Published in  
Matters of the Heart
 on  
October 12, 2020

The Living Corpse.

The fifteen year old hastily wore his school jacket and hurried down the steps as he was getting late for school. This was the second time in a row and his teacher would surely go ballistic and give him a piece of his mind if he arrived late to class again.

‘Ahmad!! Have breakfast! At least a glass of milk! Skipping breakfast everyday will have detrimental effects on your health later’ said his mother in an exhausted tone.

Ahmad responded in a brisk voice as he picked up his backpack, ‘Mamma apko baad ki tension hai, mujhe aj ki tension hai! Sir jaansay maardengay aaj!’

As he tore down the street on his bicycle his mother looked at him with glistening eyes envisioning the great man he would soon become.

A few hours later she hears her son is dead.

Is that it? Everything just comes crumbling down to pieces right in front of her eyes. The thread with which she had weaved the fabric of dreams, hopes and aspirations since the past fifteen years was barbarically snatched from her and ripped into pieces.

She sits speechless, aghast maybe; she doesn’t know how to respond. What do you say when someone tells you that your child is dead. He was solving an equation when it happened. They tell her that they found his bloodstained shoes. She has a vacant expression on her face. ‘Are these people mad? What kind of nonsense are they uttering? Ahmad asked me prepare AlooGosh for him today. I wonder when he will be back. They say he is dead.’ She has a devastated look on her face.

She could give the whole world just to rewind those few hours; she could give anything they would ask. All she wanted was to hear him.

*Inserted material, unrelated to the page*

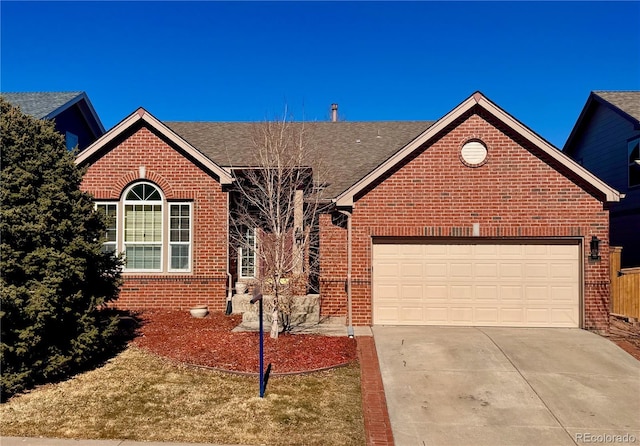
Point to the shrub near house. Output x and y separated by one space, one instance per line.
55 276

It wasn’t his fault. He had just gone to school. She had sent him to school, was she responsible for jeopardizing his life and finally killing him. Who was responsible? The people who killed him? They didn’t know who he was. If they would have known him, they wouldn’t have even touched him. He was perfect. He was my son.

Her mind was a battleground. Her mind was in chaos. She wasn’t certain of anything except one thing, Ahmad was dead. He was dead.

This is the harsh and brutal truth of the world we live in. Be it Gaza or Peshawar, innocent people are paying the price, price for what, they don’t know either.

One statement by the Prime Minister surely does suffice the abhorred crime. Updating a status or posting a picture is all we are capable of. This is ALL that we do and have the power to do. This is exactly what they wished for ever since they have been trying to seize everything. A world where nobody has the audacity to stand for the right thing because apparently we are all busy and preoccupied with our own issues. A world where the killer won’t know why he is killing and the victim won’t know why he is being killed.

Is this how it goes on? People keep dying. We mourn for a day and wake up the next day like nothing ever happened.

To imagine something better seems like a mirage.

There is one word. Just one word for us. Corpses. That’s exactly who we are.